I expressed that she will pretty much never tell him to stop, and that she has been a sobbing wreck. He says he doesn’t want to cause any damage to our relationship and is sorry and had no idea there was any harm being done.

— update — We are very likely getting a divorce. She is unwilling to compromise or give me time to do the work and possibly get to a place where I can accept this. And it was a take me as I am or leave me type of ultimatum. I haven’t given her my answer yet but I know that who I am now I cannot accept her partaking in this activity with another person. It’s just too much for me to handle. This is a motherfucker if a heartbreaker and I’ve had some powerful heartbreak.

— EDIT 2 — I messaged the dom again yesterday to not contact her, that we are on the verge of divorce. He agreed and said he’s sorry we’re going through this and if there’s anything he could do to help.

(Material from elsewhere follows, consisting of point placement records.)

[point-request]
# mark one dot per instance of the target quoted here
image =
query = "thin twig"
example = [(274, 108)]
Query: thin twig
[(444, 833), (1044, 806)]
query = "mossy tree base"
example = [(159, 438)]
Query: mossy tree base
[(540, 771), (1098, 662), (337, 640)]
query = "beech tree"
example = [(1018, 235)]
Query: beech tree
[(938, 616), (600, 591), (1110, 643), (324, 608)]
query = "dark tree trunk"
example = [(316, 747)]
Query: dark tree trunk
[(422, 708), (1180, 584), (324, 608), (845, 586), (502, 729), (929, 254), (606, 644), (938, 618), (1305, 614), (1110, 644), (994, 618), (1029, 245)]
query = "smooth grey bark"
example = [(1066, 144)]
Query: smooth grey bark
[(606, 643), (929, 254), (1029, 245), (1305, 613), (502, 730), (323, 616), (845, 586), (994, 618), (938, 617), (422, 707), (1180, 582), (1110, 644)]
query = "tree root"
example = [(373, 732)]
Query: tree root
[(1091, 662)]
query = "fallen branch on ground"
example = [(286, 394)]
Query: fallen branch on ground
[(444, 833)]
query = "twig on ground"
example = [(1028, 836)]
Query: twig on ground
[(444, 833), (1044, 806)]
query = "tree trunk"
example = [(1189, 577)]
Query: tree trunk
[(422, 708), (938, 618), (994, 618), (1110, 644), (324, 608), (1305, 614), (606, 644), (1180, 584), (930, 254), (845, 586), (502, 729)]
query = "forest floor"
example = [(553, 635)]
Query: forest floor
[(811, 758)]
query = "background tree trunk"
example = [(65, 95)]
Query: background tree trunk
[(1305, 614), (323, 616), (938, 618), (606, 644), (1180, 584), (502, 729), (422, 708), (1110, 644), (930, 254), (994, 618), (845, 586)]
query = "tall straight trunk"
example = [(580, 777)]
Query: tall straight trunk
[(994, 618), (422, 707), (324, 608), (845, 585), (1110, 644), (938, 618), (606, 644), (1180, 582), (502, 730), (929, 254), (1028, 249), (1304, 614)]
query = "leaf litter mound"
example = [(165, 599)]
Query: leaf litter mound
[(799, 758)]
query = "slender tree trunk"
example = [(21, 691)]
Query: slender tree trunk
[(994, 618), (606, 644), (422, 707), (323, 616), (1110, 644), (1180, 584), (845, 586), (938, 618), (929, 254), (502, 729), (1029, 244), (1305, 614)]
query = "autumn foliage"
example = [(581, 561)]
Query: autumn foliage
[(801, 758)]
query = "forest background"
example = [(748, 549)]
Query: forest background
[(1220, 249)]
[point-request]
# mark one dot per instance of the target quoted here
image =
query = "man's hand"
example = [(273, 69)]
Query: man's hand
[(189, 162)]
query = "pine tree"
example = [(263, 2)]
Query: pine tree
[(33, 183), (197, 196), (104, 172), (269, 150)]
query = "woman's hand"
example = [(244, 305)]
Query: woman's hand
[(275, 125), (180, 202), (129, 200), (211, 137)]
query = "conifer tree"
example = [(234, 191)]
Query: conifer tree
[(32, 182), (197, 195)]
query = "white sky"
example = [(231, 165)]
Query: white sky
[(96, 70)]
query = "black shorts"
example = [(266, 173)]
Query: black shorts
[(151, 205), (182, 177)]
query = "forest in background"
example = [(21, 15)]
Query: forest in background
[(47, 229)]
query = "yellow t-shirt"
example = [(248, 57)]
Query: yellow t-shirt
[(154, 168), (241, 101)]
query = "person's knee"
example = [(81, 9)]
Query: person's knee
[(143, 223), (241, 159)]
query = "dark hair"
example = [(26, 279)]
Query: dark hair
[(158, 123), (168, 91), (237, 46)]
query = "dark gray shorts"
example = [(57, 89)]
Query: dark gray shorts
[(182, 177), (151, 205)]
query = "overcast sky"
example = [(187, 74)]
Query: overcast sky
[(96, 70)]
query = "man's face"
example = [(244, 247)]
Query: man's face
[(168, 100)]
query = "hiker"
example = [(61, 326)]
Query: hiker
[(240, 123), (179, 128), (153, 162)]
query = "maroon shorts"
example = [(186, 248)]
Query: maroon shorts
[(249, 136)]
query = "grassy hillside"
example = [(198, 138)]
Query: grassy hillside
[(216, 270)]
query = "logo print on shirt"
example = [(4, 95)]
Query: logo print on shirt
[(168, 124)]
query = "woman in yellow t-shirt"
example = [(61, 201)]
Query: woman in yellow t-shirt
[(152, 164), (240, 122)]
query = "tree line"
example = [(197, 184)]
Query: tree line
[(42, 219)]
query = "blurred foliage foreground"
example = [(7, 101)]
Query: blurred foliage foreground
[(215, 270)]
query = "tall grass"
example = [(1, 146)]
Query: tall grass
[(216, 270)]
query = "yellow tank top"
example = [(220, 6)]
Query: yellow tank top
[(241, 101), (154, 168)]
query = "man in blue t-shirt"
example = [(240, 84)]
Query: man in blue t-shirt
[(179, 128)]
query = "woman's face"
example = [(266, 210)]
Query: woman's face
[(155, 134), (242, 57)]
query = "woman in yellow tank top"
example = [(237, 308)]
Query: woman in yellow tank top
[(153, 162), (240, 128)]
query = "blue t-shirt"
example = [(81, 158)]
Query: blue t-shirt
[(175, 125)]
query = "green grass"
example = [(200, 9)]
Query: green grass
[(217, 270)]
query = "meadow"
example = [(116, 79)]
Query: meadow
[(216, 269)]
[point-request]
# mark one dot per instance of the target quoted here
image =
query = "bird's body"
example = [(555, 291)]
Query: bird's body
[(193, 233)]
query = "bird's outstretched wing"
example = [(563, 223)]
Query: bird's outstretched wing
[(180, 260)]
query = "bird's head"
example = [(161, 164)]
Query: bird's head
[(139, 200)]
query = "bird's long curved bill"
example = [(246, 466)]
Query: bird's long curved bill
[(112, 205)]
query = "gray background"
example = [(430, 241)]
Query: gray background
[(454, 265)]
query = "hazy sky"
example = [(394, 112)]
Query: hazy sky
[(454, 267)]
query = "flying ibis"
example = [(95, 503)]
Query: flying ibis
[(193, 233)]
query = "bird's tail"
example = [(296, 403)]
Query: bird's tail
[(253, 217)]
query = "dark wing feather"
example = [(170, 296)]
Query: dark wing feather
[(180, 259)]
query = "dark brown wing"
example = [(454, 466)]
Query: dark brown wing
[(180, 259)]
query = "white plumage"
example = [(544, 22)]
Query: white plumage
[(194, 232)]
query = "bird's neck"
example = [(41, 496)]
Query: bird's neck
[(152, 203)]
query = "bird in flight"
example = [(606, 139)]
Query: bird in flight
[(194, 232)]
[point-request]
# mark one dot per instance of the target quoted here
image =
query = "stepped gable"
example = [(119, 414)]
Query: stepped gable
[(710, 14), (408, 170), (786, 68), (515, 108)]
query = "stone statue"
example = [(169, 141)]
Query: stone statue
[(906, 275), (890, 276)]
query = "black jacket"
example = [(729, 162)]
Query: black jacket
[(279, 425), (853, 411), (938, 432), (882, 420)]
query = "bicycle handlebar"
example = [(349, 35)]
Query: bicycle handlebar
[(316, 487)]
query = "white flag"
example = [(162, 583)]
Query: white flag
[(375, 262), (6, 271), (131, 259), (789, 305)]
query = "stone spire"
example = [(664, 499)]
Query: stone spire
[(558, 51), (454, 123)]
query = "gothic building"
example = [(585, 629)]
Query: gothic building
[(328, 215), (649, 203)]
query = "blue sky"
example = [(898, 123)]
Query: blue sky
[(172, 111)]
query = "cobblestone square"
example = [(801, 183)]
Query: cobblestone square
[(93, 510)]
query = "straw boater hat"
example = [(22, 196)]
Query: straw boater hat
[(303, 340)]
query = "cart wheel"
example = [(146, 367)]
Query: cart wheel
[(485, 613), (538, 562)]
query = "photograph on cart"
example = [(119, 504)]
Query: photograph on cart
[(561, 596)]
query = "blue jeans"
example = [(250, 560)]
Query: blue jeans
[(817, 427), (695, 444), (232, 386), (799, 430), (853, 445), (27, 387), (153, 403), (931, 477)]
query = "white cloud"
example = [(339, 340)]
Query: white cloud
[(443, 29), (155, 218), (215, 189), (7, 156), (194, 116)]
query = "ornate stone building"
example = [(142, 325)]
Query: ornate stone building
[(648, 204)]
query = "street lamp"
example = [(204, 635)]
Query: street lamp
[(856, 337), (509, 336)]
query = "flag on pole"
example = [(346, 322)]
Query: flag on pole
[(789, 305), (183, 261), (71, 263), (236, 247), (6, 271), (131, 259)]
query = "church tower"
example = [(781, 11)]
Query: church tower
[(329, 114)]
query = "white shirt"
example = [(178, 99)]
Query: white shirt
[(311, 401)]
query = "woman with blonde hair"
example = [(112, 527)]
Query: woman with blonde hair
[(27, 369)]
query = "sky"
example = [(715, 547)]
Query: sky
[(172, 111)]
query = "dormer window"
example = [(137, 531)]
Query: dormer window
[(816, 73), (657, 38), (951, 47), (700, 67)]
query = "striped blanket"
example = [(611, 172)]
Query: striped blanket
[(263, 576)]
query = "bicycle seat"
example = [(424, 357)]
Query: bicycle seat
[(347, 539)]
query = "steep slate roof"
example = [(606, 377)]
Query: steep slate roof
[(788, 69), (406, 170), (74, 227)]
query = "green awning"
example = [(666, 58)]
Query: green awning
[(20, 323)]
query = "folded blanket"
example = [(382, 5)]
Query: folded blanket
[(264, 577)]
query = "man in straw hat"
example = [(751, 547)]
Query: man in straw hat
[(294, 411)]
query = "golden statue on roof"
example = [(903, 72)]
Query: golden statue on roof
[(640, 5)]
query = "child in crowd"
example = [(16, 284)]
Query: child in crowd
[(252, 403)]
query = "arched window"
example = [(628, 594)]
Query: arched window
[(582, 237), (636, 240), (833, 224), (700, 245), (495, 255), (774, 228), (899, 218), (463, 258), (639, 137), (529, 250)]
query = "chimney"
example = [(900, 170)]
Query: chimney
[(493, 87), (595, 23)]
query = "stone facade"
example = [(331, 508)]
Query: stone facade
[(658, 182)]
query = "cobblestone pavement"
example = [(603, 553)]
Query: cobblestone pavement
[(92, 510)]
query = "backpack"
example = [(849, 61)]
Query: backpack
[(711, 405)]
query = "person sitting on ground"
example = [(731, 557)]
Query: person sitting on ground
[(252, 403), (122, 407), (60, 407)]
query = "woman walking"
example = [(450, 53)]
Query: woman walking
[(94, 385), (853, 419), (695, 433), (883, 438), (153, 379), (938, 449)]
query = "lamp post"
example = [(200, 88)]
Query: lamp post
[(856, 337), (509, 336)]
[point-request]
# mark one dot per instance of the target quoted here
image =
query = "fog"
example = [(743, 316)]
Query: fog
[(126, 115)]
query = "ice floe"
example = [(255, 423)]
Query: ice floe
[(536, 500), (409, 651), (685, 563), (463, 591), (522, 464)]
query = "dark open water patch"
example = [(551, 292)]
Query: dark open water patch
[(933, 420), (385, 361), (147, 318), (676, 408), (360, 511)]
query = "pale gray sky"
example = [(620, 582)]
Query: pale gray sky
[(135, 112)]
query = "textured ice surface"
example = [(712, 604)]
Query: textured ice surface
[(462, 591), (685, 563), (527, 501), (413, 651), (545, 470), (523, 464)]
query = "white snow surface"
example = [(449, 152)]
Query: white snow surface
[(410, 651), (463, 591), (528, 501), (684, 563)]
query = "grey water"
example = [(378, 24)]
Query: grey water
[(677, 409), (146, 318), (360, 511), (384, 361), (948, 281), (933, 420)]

I told her today what I told him and her response has been absolute devastation. I get it I took away her agency and didn’t allow for her to make that decision herself, but I did it for her out of love so we can focus on eachother and save our marriage if at all possible. She is beyond livid with me. Zero understanding. There’s no words. All I can think is that she was absolutely addicted to him and I took her heroin away. Fuck man. Nobody deserves this to happen to them.

— EDIT 3 —

I guess I can give another update. I’ve received so many DMs and comments and messages of support from people who’ve been through this on both sides of the issue, I can’t thank all you enough.

Today is the first day since Tuesday I haven’t felt like a Divorce is a near certainty. She said some small nice things to me yesterday after a very difficult and confrontational therapy session. But we also addressed some deep hurts on both our parts that needed to be addressed, which was about the only good thing that happened during the hour.

We’re staying separate for now and I want to through the weekend. I don’t want to normalize any of these feelings so I don’t want to live like we are normal. She is staying at a friends while I stay home to take care of the pets. She said doesn’t want to be home alone without me.

Trying to maintain hope of some kind of future. Thanks again, this might be the best community on the internet.